Pediatric Endocrinology and Diabetology Unit, Department of Pediatrics, Faculty of Medicine, Alexandria University, Alexandria, Egypt

Introduction: Aldosterone synthase deficiency (ASD), also known as Corticosterone methyloxidase deficiency, is a rare autosomal recessive disorder characterized by severe hyperkalemia, salt loss, vomiting, severe dehydration and failure to thrive. It is caused by inactivating mutations of the CYP11B2 gene. We herein report the first confirmed Egyptian infant who had clinical and hormonal features of aldosterone synthase deficiency. Unexpectedly, our patient had hypertension at diagnosis.

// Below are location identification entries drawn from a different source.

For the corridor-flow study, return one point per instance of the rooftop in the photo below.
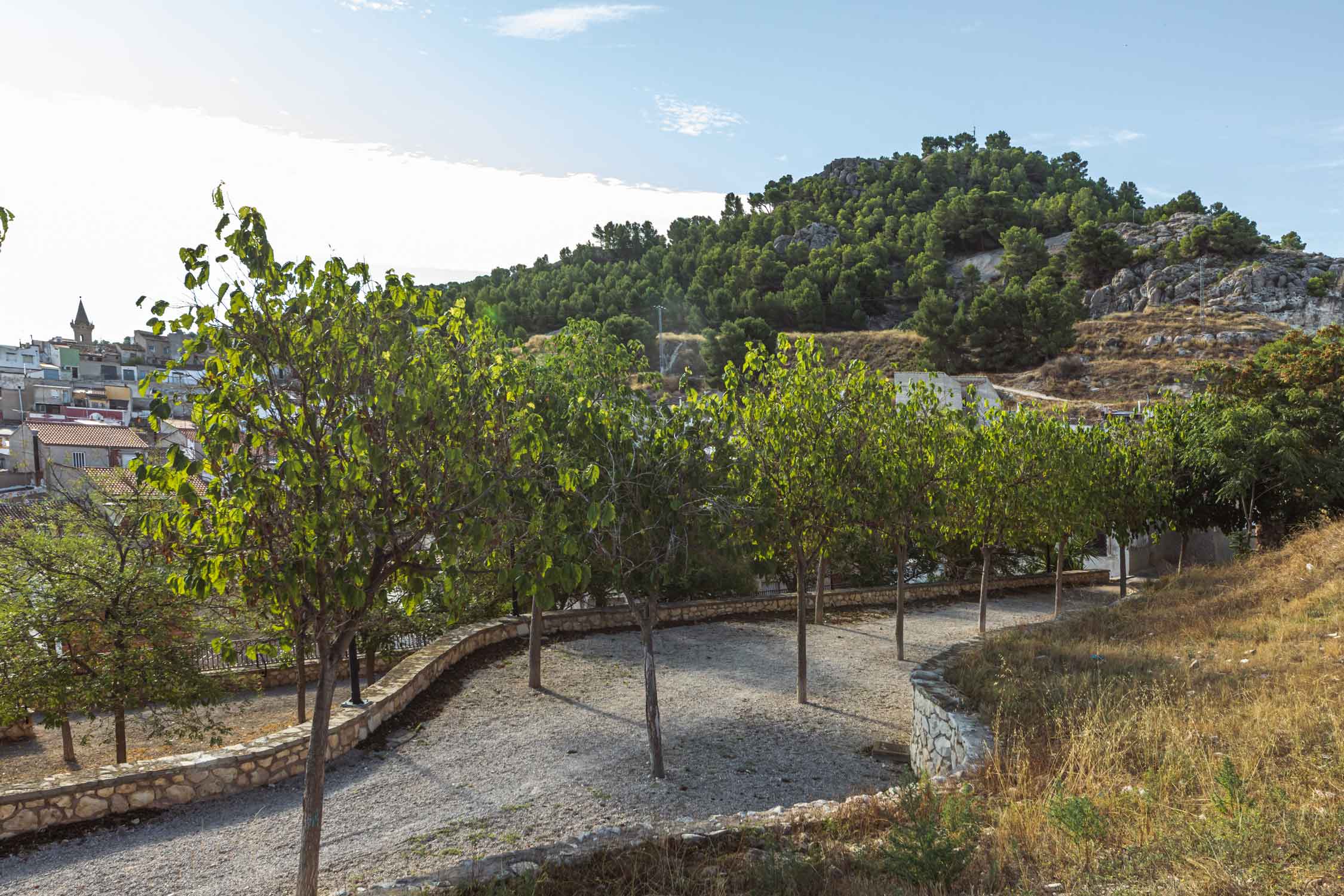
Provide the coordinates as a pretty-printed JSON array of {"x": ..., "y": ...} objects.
[
  {"x": 116, "y": 481},
  {"x": 88, "y": 435}
]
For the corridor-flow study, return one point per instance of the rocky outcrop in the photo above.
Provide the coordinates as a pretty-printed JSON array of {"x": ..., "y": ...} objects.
[
  {"x": 815, "y": 235},
  {"x": 988, "y": 262},
  {"x": 1275, "y": 283}
]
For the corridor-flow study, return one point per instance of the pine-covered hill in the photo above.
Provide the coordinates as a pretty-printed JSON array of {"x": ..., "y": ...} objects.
[{"x": 863, "y": 240}]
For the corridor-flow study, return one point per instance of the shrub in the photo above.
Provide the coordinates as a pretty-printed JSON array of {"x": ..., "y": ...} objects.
[
  {"x": 1066, "y": 367},
  {"x": 937, "y": 840},
  {"x": 729, "y": 343},
  {"x": 1079, "y": 818},
  {"x": 1230, "y": 797}
]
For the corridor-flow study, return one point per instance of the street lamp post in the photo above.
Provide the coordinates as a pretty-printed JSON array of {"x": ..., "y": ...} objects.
[{"x": 660, "y": 336}]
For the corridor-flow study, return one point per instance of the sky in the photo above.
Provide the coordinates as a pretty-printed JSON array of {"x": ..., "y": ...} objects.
[{"x": 449, "y": 139}]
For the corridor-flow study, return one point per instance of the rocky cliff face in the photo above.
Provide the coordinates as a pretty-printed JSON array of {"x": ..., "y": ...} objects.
[
  {"x": 1273, "y": 284},
  {"x": 815, "y": 235}
]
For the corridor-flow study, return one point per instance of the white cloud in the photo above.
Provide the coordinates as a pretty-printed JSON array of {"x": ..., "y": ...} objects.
[
  {"x": 1088, "y": 142},
  {"x": 106, "y": 222},
  {"x": 375, "y": 6},
  {"x": 554, "y": 23},
  {"x": 694, "y": 120}
]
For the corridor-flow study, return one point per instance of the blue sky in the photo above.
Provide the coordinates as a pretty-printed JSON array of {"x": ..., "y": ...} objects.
[{"x": 447, "y": 137}]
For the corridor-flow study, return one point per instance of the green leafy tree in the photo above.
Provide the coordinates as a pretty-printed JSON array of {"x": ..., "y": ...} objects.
[
  {"x": 357, "y": 434},
  {"x": 1024, "y": 253},
  {"x": 999, "y": 140},
  {"x": 905, "y": 468},
  {"x": 656, "y": 473},
  {"x": 627, "y": 328},
  {"x": 1271, "y": 432},
  {"x": 6, "y": 217},
  {"x": 582, "y": 370},
  {"x": 1096, "y": 253},
  {"x": 1194, "y": 500},
  {"x": 898, "y": 223},
  {"x": 996, "y": 501},
  {"x": 1133, "y": 461},
  {"x": 729, "y": 343},
  {"x": 796, "y": 446},
  {"x": 1230, "y": 235},
  {"x": 1022, "y": 326},
  {"x": 940, "y": 321},
  {"x": 1072, "y": 500},
  {"x": 90, "y": 624}
]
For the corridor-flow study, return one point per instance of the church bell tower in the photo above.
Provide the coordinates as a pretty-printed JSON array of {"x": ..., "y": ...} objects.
[{"x": 81, "y": 326}]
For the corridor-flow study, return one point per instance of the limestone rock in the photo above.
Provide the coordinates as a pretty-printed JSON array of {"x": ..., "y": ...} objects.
[
  {"x": 1275, "y": 283},
  {"x": 179, "y": 794},
  {"x": 90, "y": 808},
  {"x": 815, "y": 235}
]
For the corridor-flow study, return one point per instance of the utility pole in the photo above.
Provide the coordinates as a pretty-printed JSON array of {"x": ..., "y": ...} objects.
[
  {"x": 1201, "y": 290},
  {"x": 660, "y": 336}
]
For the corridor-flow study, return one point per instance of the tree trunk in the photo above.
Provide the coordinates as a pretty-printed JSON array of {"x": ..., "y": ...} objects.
[
  {"x": 819, "y": 612},
  {"x": 300, "y": 677},
  {"x": 803, "y": 630},
  {"x": 1124, "y": 570},
  {"x": 355, "y": 700},
  {"x": 67, "y": 742},
  {"x": 651, "y": 695},
  {"x": 370, "y": 659},
  {"x": 1060, "y": 575},
  {"x": 120, "y": 729},
  {"x": 902, "y": 550},
  {"x": 534, "y": 646},
  {"x": 988, "y": 554},
  {"x": 315, "y": 771}
]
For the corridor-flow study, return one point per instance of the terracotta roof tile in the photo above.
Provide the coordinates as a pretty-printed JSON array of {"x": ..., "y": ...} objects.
[
  {"x": 116, "y": 481},
  {"x": 88, "y": 435}
]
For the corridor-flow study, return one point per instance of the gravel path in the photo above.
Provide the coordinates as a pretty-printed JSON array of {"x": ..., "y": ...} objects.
[{"x": 503, "y": 768}]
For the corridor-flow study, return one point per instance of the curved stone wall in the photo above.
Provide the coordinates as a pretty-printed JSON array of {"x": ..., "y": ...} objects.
[
  {"x": 947, "y": 737},
  {"x": 170, "y": 781}
]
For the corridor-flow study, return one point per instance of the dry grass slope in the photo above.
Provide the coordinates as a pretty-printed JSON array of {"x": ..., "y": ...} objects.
[
  {"x": 1202, "y": 723},
  {"x": 880, "y": 349}
]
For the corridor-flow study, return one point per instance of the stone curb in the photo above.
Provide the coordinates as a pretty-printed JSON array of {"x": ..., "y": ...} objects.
[{"x": 171, "y": 781}]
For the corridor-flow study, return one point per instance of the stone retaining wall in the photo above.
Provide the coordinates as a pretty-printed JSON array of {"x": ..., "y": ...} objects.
[
  {"x": 947, "y": 737},
  {"x": 278, "y": 676},
  {"x": 20, "y": 730},
  {"x": 171, "y": 781}
]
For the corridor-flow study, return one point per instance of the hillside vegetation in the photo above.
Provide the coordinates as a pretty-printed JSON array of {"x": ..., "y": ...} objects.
[
  {"x": 830, "y": 250},
  {"x": 1186, "y": 742}
]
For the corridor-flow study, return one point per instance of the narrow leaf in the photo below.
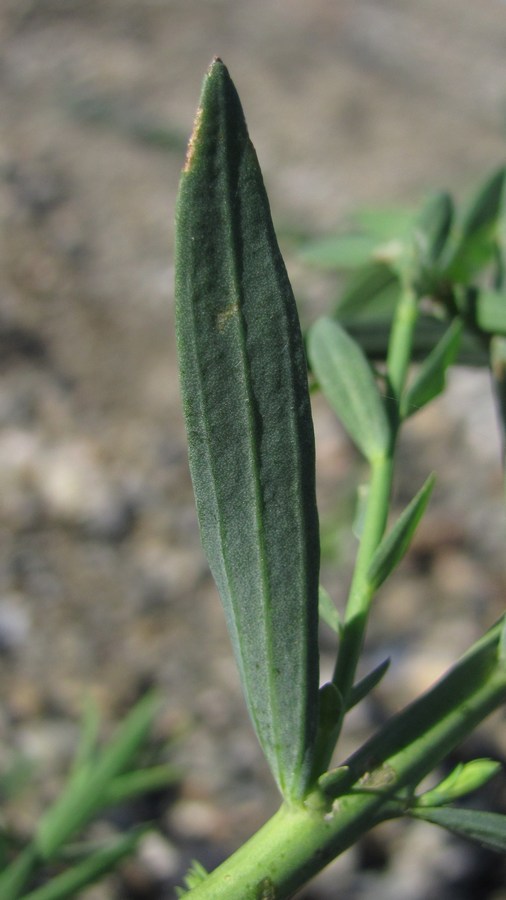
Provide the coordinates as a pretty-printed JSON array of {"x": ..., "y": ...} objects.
[
  {"x": 142, "y": 781},
  {"x": 430, "y": 379},
  {"x": 250, "y": 434},
  {"x": 86, "y": 793},
  {"x": 433, "y": 225},
  {"x": 367, "y": 684},
  {"x": 347, "y": 381},
  {"x": 385, "y": 223},
  {"x": 373, "y": 338},
  {"x": 487, "y": 829},
  {"x": 478, "y": 237},
  {"x": 395, "y": 544},
  {"x": 465, "y": 778},
  {"x": 490, "y": 312},
  {"x": 340, "y": 251},
  {"x": 90, "y": 870},
  {"x": 327, "y": 610},
  {"x": 370, "y": 291}
]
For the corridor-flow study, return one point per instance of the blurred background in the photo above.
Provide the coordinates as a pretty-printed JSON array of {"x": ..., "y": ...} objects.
[{"x": 103, "y": 586}]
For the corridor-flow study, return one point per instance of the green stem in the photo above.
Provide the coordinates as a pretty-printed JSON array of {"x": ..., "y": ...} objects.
[
  {"x": 379, "y": 781},
  {"x": 361, "y": 591},
  {"x": 401, "y": 342},
  {"x": 360, "y": 595}
]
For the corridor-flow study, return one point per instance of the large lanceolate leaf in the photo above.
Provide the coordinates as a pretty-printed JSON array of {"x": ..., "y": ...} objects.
[{"x": 250, "y": 434}]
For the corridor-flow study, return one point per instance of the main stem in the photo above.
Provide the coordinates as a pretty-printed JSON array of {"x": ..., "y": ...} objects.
[{"x": 379, "y": 781}]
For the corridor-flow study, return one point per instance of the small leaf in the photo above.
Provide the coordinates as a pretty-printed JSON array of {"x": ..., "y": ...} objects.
[
  {"x": 196, "y": 875},
  {"x": 385, "y": 223},
  {"x": 357, "y": 525},
  {"x": 432, "y": 226},
  {"x": 395, "y": 544},
  {"x": 347, "y": 381},
  {"x": 373, "y": 335},
  {"x": 430, "y": 379},
  {"x": 331, "y": 711},
  {"x": 86, "y": 792},
  {"x": 371, "y": 291},
  {"x": 367, "y": 684},
  {"x": 501, "y": 651},
  {"x": 327, "y": 610},
  {"x": 250, "y": 433},
  {"x": 464, "y": 779},
  {"x": 142, "y": 781},
  {"x": 490, "y": 312},
  {"x": 14, "y": 878},
  {"x": 72, "y": 881},
  {"x": 478, "y": 236},
  {"x": 340, "y": 251},
  {"x": 487, "y": 829}
]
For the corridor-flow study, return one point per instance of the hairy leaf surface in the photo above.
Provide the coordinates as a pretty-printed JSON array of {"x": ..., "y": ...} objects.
[{"x": 250, "y": 434}]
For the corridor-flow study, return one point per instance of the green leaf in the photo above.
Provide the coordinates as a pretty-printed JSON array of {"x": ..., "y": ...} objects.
[
  {"x": 347, "y": 381},
  {"x": 477, "y": 243},
  {"x": 487, "y": 829},
  {"x": 340, "y": 251},
  {"x": 430, "y": 380},
  {"x": 385, "y": 223},
  {"x": 395, "y": 544},
  {"x": 327, "y": 610},
  {"x": 372, "y": 290},
  {"x": 465, "y": 778},
  {"x": 195, "y": 876},
  {"x": 14, "y": 878},
  {"x": 490, "y": 311},
  {"x": 250, "y": 433},
  {"x": 433, "y": 225},
  {"x": 86, "y": 792},
  {"x": 91, "y": 869},
  {"x": 373, "y": 337},
  {"x": 142, "y": 781},
  {"x": 367, "y": 684}
]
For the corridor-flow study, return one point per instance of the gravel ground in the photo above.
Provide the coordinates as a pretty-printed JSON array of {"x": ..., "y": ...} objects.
[{"x": 103, "y": 588}]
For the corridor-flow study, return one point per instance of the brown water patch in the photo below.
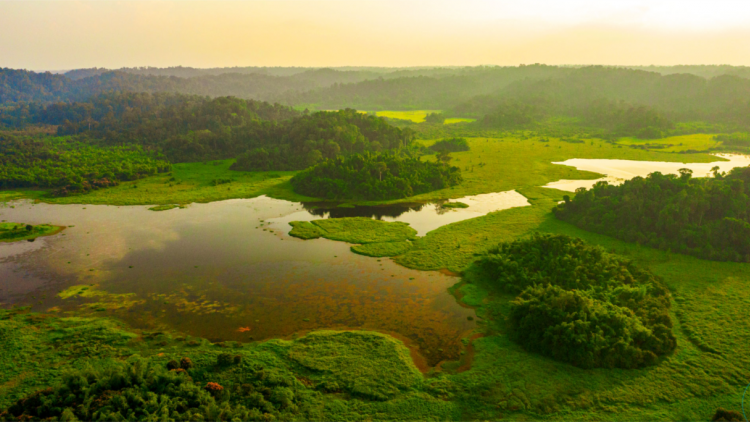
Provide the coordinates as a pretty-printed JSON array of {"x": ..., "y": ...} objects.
[{"x": 211, "y": 271}]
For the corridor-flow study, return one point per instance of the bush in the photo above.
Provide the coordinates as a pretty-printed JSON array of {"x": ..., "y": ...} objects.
[
  {"x": 580, "y": 305},
  {"x": 723, "y": 415},
  {"x": 224, "y": 359},
  {"x": 186, "y": 363}
]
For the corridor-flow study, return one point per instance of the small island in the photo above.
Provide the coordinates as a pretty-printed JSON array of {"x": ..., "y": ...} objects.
[
  {"x": 375, "y": 177},
  {"x": 372, "y": 237},
  {"x": 14, "y": 232}
]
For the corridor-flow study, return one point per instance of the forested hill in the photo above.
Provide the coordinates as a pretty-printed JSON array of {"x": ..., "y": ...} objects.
[
  {"x": 705, "y": 217},
  {"x": 191, "y": 128},
  {"x": 624, "y": 101},
  {"x": 440, "y": 91}
]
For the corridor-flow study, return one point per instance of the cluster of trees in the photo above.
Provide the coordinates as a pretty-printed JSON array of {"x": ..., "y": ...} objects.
[
  {"x": 140, "y": 390},
  {"x": 705, "y": 217},
  {"x": 579, "y": 304},
  {"x": 71, "y": 166},
  {"x": 369, "y": 176},
  {"x": 450, "y": 145},
  {"x": 190, "y": 128}
]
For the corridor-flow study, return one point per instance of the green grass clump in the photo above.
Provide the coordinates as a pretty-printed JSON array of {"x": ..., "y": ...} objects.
[
  {"x": 14, "y": 232},
  {"x": 305, "y": 230},
  {"x": 355, "y": 230},
  {"x": 579, "y": 304},
  {"x": 384, "y": 249}
]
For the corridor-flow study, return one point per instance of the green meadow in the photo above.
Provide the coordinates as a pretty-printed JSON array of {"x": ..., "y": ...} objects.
[
  {"x": 695, "y": 142},
  {"x": 418, "y": 116}
]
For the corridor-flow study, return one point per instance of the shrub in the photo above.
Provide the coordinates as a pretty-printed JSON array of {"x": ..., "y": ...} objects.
[
  {"x": 186, "y": 363},
  {"x": 224, "y": 359},
  {"x": 579, "y": 304}
]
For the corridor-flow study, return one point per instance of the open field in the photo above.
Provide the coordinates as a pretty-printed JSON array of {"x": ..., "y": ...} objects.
[
  {"x": 492, "y": 165},
  {"x": 416, "y": 116}
]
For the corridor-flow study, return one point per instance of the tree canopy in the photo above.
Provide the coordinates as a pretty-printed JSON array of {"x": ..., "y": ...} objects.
[
  {"x": 579, "y": 304},
  {"x": 705, "y": 217},
  {"x": 374, "y": 176}
]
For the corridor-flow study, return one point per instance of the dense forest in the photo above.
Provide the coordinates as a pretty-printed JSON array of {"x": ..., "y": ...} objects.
[
  {"x": 450, "y": 145},
  {"x": 137, "y": 391},
  {"x": 579, "y": 304},
  {"x": 70, "y": 166},
  {"x": 622, "y": 101},
  {"x": 190, "y": 128},
  {"x": 381, "y": 176},
  {"x": 705, "y": 217}
]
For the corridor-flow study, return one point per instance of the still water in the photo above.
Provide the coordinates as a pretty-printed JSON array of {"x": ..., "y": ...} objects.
[
  {"x": 617, "y": 171},
  {"x": 229, "y": 271}
]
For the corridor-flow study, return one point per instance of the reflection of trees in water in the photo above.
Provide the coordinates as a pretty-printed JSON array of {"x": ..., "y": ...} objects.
[{"x": 377, "y": 212}]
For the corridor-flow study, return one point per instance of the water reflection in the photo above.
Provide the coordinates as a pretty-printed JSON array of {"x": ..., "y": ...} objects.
[
  {"x": 223, "y": 271},
  {"x": 618, "y": 171}
]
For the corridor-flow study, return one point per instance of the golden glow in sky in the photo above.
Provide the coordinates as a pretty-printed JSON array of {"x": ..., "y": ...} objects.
[{"x": 66, "y": 34}]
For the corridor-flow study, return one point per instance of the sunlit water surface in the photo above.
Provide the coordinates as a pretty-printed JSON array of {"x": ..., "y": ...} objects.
[
  {"x": 617, "y": 171},
  {"x": 229, "y": 271}
]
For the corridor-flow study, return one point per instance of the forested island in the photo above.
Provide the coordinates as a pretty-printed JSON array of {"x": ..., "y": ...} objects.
[
  {"x": 375, "y": 177},
  {"x": 705, "y": 217}
]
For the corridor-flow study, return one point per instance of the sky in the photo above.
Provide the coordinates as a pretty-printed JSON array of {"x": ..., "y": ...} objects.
[{"x": 70, "y": 34}]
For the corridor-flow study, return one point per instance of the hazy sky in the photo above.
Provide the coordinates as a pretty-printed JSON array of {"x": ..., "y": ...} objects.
[{"x": 66, "y": 34}]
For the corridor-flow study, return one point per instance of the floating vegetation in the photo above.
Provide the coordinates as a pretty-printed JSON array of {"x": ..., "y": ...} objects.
[
  {"x": 383, "y": 249},
  {"x": 101, "y": 300},
  {"x": 353, "y": 230},
  {"x": 166, "y": 207}
]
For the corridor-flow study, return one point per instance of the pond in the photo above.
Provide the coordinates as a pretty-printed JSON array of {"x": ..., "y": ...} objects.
[
  {"x": 617, "y": 171},
  {"x": 229, "y": 271}
]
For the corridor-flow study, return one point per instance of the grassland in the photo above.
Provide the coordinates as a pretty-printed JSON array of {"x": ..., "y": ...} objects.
[
  {"x": 492, "y": 165},
  {"x": 187, "y": 183},
  {"x": 416, "y": 116},
  {"x": 14, "y": 232},
  {"x": 696, "y": 142}
]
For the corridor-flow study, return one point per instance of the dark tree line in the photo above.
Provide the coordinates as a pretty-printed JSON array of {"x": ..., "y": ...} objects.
[
  {"x": 70, "y": 166},
  {"x": 374, "y": 177},
  {"x": 190, "y": 128},
  {"x": 704, "y": 217},
  {"x": 579, "y": 304}
]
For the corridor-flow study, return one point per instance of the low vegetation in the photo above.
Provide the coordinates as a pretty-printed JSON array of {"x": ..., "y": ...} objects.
[
  {"x": 580, "y": 305},
  {"x": 374, "y": 177},
  {"x": 69, "y": 166},
  {"x": 360, "y": 230},
  {"x": 13, "y": 232},
  {"x": 704, "y": 217}
]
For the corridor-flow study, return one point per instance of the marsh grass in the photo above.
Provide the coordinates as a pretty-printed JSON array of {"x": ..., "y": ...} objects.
[
  {"x": 384, "y": 249},
  {"x": 354, "y": 230}
]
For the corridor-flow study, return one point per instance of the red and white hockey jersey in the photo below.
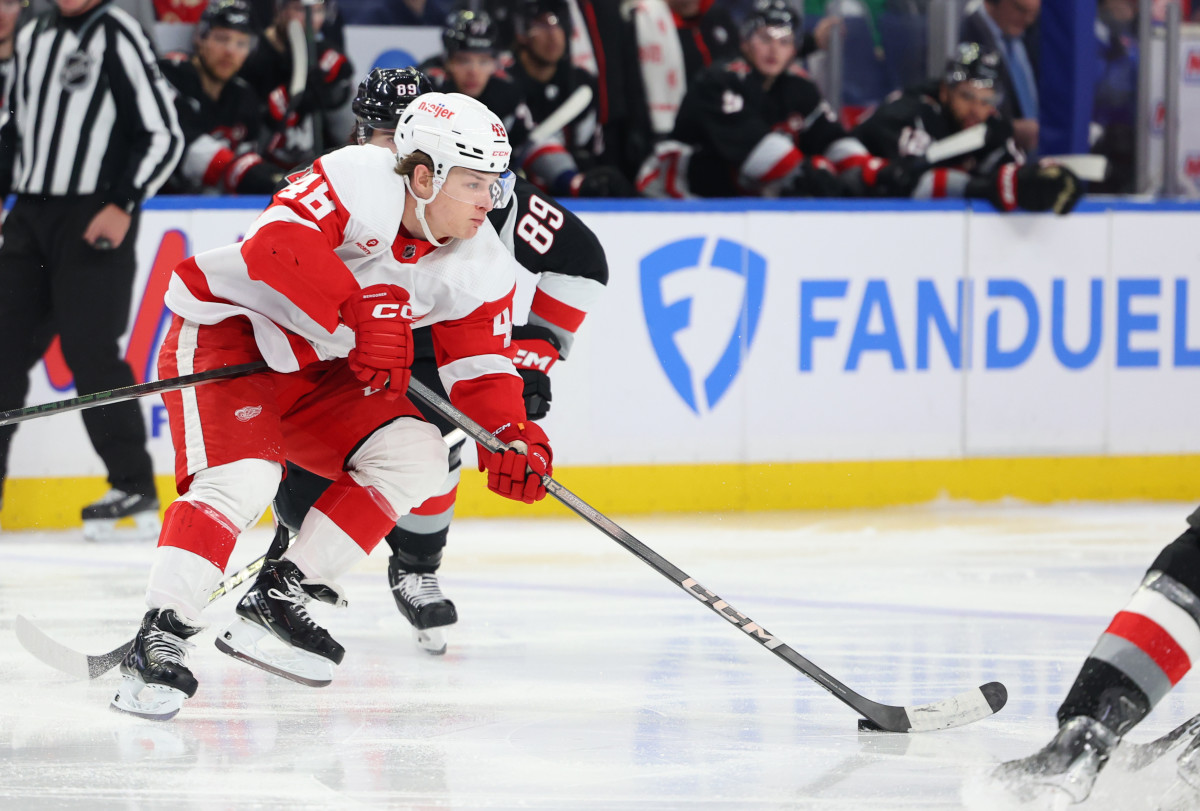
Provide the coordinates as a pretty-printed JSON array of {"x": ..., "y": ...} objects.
[{"x": 336, "y": 229}]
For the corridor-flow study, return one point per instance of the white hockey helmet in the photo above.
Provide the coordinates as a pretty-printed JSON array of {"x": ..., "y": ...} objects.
[{"x": 454, "y": 130}]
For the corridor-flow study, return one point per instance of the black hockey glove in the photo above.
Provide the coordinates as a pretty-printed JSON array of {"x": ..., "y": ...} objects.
[
  {"x": 814, "y": 179},
  {"x": 899, "y": 176},
  {"x": 601, "y": 181},
  {"x": 1041, "y": 186},
  {"x": 999, "y": 132},
  {"x": 538, "y": 349}
]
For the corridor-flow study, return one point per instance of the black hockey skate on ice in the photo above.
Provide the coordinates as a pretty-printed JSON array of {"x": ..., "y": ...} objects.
[
  {"x": 101, "y": 517},
  {"x": 420, "y": 600},
  {"x": 155, "y": 679},
  {"x": 1185, "y": 793},
  {"x": 1068, "y": 763},
  {"x": 275, "y": 632}
]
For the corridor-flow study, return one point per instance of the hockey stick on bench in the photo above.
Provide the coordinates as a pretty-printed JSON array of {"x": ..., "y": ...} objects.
[
  {"x": 129, "y": 392},
  {"x": 85, "y": 666},
  {"x": 971, "y": 706}
]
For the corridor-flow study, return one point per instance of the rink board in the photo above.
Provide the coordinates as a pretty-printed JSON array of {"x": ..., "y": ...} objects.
[{"x": 781, "y": 355}]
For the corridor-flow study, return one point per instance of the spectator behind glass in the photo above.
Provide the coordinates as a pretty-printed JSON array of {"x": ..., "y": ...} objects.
[
  {"x": 1006, "y": 26},
  {"x": 1116, "y": 92},
  {"x": 394, "y": 12},
  {"x": 299, "y": 128},
  {"x": 217, "y": 110}
]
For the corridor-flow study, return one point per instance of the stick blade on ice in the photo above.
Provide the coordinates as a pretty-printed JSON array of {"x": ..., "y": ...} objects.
[
  {"x": 60, "y": 658},
  {"x": 955, "y": 712}
]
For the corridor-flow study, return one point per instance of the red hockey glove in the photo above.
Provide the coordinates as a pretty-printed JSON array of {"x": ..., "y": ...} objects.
[
  {"x": 537, "y": 353},
  {"x": 1042, "y": 186},
  {"x": 383, "y": 337},
  {"x": 517, "y": 472}
]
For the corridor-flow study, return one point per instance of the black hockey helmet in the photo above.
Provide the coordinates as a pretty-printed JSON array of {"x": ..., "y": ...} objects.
[
  {"x": 469, "y": 30},
  {"x": 225, "y": 13},
  {"x": 383, "y": 95},
  {"x": 971, "y": 62},
  {"x": 526, "y": 11},
  {"x": 772, "y": 13}
]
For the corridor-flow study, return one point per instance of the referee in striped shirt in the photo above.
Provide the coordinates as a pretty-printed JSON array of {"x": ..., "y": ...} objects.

Case summary: A 4-month-old boy born to consanguineous parents with a birth weight of 3.700 Kg, presented with faltering growth noticed since the age of 2 months. He had history of recurrent vomiting and poor feeding, and no history of polyuria or polydipsia. His weight was 4.5 KG (-3SD), length 51 cm (-4.3SD), penile length 3 cm, and palpable testes. Despite being dehydrated, his blood pressure was between the 95th and 97th percentiles for age. His laboratory investigations showed hyponatremia, hyperkalemia, and metabolic acidosis. His random blood sugar, and renal functions were normal. Congenital adrenal hyperplasia was excluded with normal levels of 17-hydroxyprogesterone 1.04 ng/ml (0.34-4.7), ACTH 8am 4.32 pg/ml (7.2-63), and cortisol 8 am 20.97 mg/dl. Pseudohypoaldosteronism was suspected due to the elevated blood pressure, however, renin, aldosterone were done showing hyperreninemic hypoaldosteronism. He had elevated spot Na 58 mEq/L, and Cl 30 mEq/L in urine, with low urine K 6.2 mEq/L and a transtubular potassium gradient of 2. Ultrasonography of the kidneys and adrenal glands were normal. These findings suggested a diagnosis of aldosterone synthase deficiency, and treatment with fludrocortisone, sodium chloride 3%, and oral bicarbonate was started. In addition, therapy with angiotensin-converting enzyme inhibitor was transiently required initially to control elevated blood pressure. A novel homozygous pathogenic variant was identified by genetic analysis in CYP11B2 (c.1012C>T, p.Gln338Ter) confirming the diagnosis of congenital hypoaldosteronism due to corticosterone methyloxidase II deficiency.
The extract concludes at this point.